[Top][All Lists]

[Date Prev][Date Next][Thread Prev][Thread Next][Date Index][Thread Index]

Re: [lmi] Unknown fields in table input text files

From: Greg Chicares
Subject: Re: [lmi] Unknown fields in table input text files
Date: Sun, 21 Feb 2016 12:38:51 +0000
User-agent: Mozilla/5.0 (X11; Linux x86_64; rv:38.0) Gecko/20100101 Icedove/38.5.0

On 2016-02-20 15:12, Vadim Zeitlin wrote:
> On Sat, 20 Feb 2016 14:33:01 +0000 Greg Chicares <address@hidden> wrote:
> GC> Yes, to the naive reader, it would appear that this file has a novel
> GC> "Editor" record; but in fact it does not. Therefore...
>  Sorry, I'm afraid I didn't explain the problem well at all and wasted your
> time with all these investigations. Let me try to explain it once again:
>  There are 2 formats for the tables. One of them is the binary format used
> in the .dat files. The other one is the text format used for the output of
> --extract table_tool option and the input of its --merge option. There is
> no problem whatsoever with the binary format, the question of this thread
> is about how to handle unknown words followed by colons in the text files
> *only*.
>  E.g. the round-trip test done by table_tool --verify option reads all
> tables from the binary database, converts each of them to text and then
> parses this text as a table and compares that it obtains exactly the same
> table as the original one.

Where you say it "parses this text as a table", do you mean exactly the
same thing as converting the text back into binary format...so that we
have only two concepts, text and binary?

Or are you thinking of the "table" that you compare as the platonic
ideal, which has two incidental projections, one onto a text format, and
the other onto a binary format...neither of which is the real "table"?

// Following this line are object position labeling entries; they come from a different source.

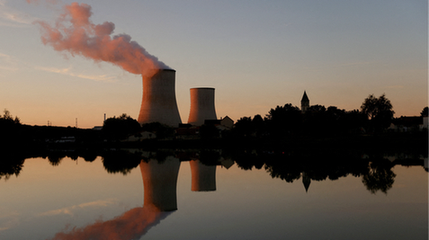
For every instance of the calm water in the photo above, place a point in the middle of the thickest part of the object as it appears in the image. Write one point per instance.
(173, 199)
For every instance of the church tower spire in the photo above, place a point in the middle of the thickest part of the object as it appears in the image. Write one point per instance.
(305, 102)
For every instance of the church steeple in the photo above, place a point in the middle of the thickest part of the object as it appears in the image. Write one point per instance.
(305, 102)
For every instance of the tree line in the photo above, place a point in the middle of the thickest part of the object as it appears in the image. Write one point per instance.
(374, 116)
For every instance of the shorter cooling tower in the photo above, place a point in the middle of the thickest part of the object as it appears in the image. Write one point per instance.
(159, 99)
(202, 106)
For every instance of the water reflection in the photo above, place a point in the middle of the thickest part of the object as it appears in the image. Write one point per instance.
(160, 171)
(160, 200)
(159, 175)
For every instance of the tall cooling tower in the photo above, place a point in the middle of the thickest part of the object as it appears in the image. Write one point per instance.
(159, 99)
(202, 106)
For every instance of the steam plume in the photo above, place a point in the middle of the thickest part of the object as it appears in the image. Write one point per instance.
(75, 33)
(133, 224)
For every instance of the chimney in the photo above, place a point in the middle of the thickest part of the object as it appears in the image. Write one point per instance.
(159, 99)
(202, 106)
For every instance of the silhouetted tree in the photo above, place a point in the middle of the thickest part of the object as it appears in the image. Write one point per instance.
(283, 121)
(378, 111)
(425, 112)
(379, 177)
(162, 131)
(120, 127)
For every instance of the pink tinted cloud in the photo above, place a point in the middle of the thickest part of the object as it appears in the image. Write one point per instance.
(75, 33)
(131, 225)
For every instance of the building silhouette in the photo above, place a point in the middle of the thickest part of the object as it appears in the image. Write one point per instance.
(305, 102)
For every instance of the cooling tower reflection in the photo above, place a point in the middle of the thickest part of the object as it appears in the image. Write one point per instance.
(203, 176)
(159, 175)
(160, 183)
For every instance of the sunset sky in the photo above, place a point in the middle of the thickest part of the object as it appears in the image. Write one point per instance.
(256, 54)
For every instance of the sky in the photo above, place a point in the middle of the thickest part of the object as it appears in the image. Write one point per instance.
(256, 54)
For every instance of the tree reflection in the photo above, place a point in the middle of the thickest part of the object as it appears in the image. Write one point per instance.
(379, 177)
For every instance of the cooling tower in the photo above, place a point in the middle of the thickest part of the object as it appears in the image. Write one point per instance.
(159, 99)
(202, 106)
(160, 183)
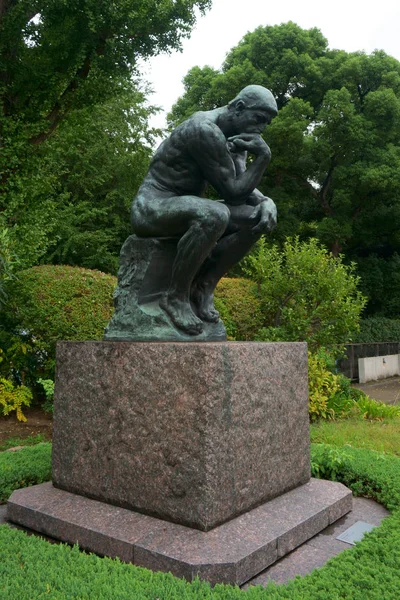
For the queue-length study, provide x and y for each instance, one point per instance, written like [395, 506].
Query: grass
[27, 466]
[382, 436]
[370, 570]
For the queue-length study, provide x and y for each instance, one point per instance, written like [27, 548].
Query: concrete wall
[378, 367]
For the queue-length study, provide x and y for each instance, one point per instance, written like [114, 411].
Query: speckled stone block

I was thinking of it the first way, so that '--verify' converts
  binary format --> text format --> binary format
and the round-trip test is satisfied if the binary input and output
are bit-for-bit identical. If that's the condition tested by '--verify',
then the content of a binary "Comment" (VT) record like
  <VT> [bytecount] "\nContributor: foo\nNonexistent: bar"
must not be parsed as markup for a "Contributor" (EOT) record and
a "Nonexistent" record. If they were, they couldn't complete the round
trip back to binary format.

> The code doing the parsing tries to be rather
> strict, as previously discussed, so it complains if it sees something that
> looks like a field at the beginning of a line but isn't actually a known
> field. We would, presumably, like to prevent this from happening.

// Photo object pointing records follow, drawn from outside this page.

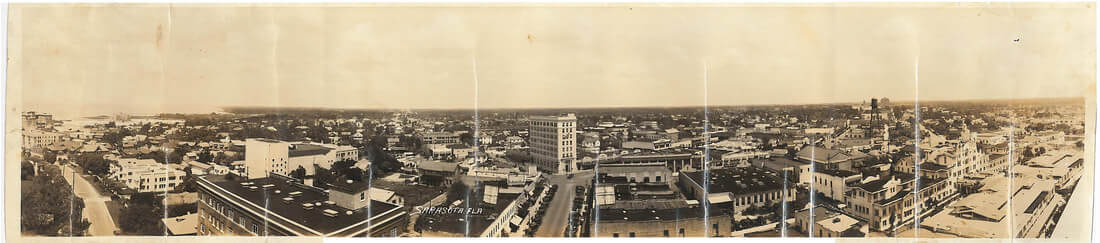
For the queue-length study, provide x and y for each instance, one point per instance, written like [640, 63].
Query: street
[557, 216]
[95, 207]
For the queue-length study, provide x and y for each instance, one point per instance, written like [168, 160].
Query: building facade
[146, 175]
[553, 142]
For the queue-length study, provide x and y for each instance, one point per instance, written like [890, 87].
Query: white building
[264, 156]
[553, 142]
[146, 175]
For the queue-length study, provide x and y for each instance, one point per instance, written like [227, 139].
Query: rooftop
[292, 213]
[481, 213]
[657, 214]
[739, 180]
[307, 150]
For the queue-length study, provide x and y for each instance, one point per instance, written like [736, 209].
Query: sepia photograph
[251, 122]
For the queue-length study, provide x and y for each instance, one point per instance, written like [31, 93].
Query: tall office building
[553, 142]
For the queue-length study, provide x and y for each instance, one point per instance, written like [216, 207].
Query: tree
[298, 173]
[94, 163]
[205, 156]
[50, 156]
[322, 177]
[43, 213]
[26, 170]
[466, 139]
[142, 216]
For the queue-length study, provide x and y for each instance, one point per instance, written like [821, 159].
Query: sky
[103, 58]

Yes, and I think the only way to prevent unrecognized record types is
to accept only recognized record types. In the motivating case:

Comments: These are supposed to represent the expected mortality of pensioners 
the generation born in 1950, updated through 1990-92 census results.
This is from the diskette available with
"The Second Actuarial Study of Mortality in Europe"
Editor: A.S.MacDonald

"Comments:" tags a record; "Editor:" does not, so it must be mere
content in a "Comments" record.

>  And the question is whether we should:
> 1. Just silently ignore all unknown fields ("ignore" means considering them
>    to be part of the value of the previous line).
> 2. Give an error about them (as the code used to behave).
> 3. Give an error about them except if they're in a (hopefully short) list
>    of known non-fields (as the latest version of the code does).

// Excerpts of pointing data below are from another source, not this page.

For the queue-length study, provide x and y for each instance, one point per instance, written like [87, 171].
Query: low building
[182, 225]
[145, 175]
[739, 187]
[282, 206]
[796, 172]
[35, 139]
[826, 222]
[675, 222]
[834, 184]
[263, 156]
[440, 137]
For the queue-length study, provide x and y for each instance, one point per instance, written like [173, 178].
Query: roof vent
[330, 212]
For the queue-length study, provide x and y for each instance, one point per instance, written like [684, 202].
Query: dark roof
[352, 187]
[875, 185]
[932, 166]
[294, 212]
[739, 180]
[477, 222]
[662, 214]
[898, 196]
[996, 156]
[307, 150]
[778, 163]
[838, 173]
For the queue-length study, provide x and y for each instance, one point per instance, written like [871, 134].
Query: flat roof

You're asking what to do about "unknown fields" like "Editor:" above.
I'm saying they aren't fields, which implies (1).

However, there's a problem. We don't necessarily know the full set of
record-types, i.e., the true "fields", because the SOA may have expanded
the set after publishing that code. The full set can be found only by
examining each binary-format record in every file. If there is a record
type that isn't yet in our list, we can't ascertain that by parsing the
text format, where such a yet-unknown true field is indistinguishable
from "Editor:" above.

> GC> > GC> (2) Use a regex like /[A-Za-z0-9]* *[A-Za-z0-9]*:/ on the 
> assumption that
> GC> > GC> header names consist of one or two words followed by a colon. Deem 
> any
> GC> > GC> colon that occurs later in the line to be content rather than 
> markup.
> GC> 
> GC> This cannot work. A "Contributor" specified as
> GC>   "\nSource of data:\Table number:\nContributor:"
> GC> cannot be parsed this way.
>  Sorry, I don't understand this at all. If we have a line starting with
> "Contributor:" in the text input, it will be parsed as contributor. Notice
> that if it is followed immediately by "\n", an error will be given about
> missing contributor value.

The problematic example above can only be an error, which necessarily
prevents the commutativity we hope to find. It is reasonable to hope
that no pathological example like this will occur, but we can't be
sure of that until we test every file.

> GC> >  Yes, I definitely need to do this to avoid at least the obvious false
> GC> > positives. The trouble with "Editor:" and "WARNING:" is that they're not
> GC> > really obvious, are they.
> GC> 
> GC> Actually, we must not do this. And "Editor:" and "WARNING:" are not
> GC> record titles and do not begin new records. Records are indicated
> GC> by prefixed bytes like EOT and VT.
>  Yes, in binary format. I'm only speaking about _reading_ (not writing)
> text files.

If commutativity holds, then reading a text file must produce the
same effect (the same platonic ideal--the same data in the same data
structure) as reading the corresponding binary file.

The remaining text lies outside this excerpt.